I know you're not making those statements in good faith, but I'll still push back against the absurd generalizations. Of the top 20 biggest cities in America, what you said only applies to a couple of them at most.
Of course, crime, housing costs and traffic (caused in large part by bad urban design) are real issues in American cities to varying degrees. But it's not as if all cities are lawless slums without any way to move about.
I'll just wear myself out if I keep letting myself respond to feelings-based comments like yours with facts, like how NYC is below the national average in crime safety [1] and well below national average on obesity. [2]

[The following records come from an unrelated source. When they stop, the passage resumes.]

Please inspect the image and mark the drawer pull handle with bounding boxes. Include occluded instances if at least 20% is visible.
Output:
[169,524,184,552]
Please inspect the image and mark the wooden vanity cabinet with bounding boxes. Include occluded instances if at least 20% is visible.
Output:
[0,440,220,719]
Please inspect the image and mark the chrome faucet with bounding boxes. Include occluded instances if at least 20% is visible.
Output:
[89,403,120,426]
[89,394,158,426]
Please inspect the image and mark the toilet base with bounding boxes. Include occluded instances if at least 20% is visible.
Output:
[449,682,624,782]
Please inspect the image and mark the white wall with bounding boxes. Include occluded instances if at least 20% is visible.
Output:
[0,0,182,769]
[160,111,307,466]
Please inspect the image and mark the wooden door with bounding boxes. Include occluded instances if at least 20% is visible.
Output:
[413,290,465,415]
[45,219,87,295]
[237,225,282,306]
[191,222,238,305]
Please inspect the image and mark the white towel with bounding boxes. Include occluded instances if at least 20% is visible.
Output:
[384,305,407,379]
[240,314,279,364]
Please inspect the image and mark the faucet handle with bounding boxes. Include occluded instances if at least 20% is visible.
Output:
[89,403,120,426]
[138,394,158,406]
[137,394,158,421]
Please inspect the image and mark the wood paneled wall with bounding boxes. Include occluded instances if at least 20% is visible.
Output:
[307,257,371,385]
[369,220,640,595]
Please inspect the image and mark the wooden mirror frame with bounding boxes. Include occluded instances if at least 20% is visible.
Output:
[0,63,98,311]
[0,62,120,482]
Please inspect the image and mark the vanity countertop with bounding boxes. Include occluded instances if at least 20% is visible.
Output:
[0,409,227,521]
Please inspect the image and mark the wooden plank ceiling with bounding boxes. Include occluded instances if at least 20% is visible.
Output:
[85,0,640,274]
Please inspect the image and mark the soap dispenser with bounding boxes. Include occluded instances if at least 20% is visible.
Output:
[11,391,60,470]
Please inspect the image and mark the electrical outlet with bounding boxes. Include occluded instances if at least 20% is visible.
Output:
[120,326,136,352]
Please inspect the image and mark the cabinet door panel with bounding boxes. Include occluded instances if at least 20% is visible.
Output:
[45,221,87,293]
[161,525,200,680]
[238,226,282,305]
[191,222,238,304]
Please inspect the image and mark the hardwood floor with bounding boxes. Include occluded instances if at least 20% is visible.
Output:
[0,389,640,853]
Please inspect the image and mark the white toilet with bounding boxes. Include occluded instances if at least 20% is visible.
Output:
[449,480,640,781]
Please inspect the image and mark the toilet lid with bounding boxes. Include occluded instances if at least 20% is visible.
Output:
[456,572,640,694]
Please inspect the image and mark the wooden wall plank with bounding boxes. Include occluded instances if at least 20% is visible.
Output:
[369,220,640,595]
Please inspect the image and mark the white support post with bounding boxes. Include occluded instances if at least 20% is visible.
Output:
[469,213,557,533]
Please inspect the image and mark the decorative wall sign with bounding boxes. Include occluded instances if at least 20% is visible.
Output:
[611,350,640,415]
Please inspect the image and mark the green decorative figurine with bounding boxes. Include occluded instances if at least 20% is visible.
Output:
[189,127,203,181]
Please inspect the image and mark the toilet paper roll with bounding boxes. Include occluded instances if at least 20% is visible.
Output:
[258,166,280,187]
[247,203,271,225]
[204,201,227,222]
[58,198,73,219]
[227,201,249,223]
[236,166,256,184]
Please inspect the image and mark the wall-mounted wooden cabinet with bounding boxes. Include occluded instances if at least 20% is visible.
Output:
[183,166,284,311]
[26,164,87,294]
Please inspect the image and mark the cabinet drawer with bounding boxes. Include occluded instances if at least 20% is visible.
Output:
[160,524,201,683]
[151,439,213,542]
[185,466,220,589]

I shouldn't exert myself pointing out that the average cost of a vehicle is about $5000 per year [3], which costs a lot more than the unlimited miles you can travel with a $75/month bus/train pass in Chicago. [4]
It would probably blow the minds of car-dwellers to find out that it only takes 20 minutes to walk a mile. [5]
You know in cities there's trains, buses, and cabs, right?
Especially in a city like NYC, essentially everything you need is within a mile. I live in Tokyo right now, and everything I need for daily life is within a quarter of a mile. I can get basically anywhere in the city in 30 minutes.
Tokyo doesn't really have a downtown, and what I described works for most of Tokyo, Osaka, Kyoto and Sapporo. I think it mostly covers all 5 boroughs of NYC.
I lived without a car in SF for 10 years and I think it covers that city as well. A lot of international cities work the same way.
This is an american problem and an american choice that started with white flight in the 50s and a lack of investment into public transit to make it you don't need a car in the city. Many other countries do cities correctly, for cheaper, and far more social order. Most american cities are also not cities, except maybe the grandfathered in choice of NYC and SF somewhat.
I grew up in the suburbs, and I've lived in big cities, urban areas in medium sized cities, and exurbs as well.
The cities aren't as different as non-urban people think. But also, they're better in a lot of the ways that most people would expect: more things to do, better food, better shopping. The only real downsides in my mind are less affordable real estate and higher local particle pollution.
By far my least favorite lifestyle of those choices was in the exurbs/rural areas. Incredibly boring, isolated, and it's not as quiet and tranquil as one might expect (you're probably near a highway where jake brakes are allowed or a 55 MPH country road).
Believe it or not, city areas seem to have better quality park space (because what most people who aren't into hardcore nature consider to be "a nice park" is usually quite heavily designed and built).
And, oh yeah, cities are where the jobs are.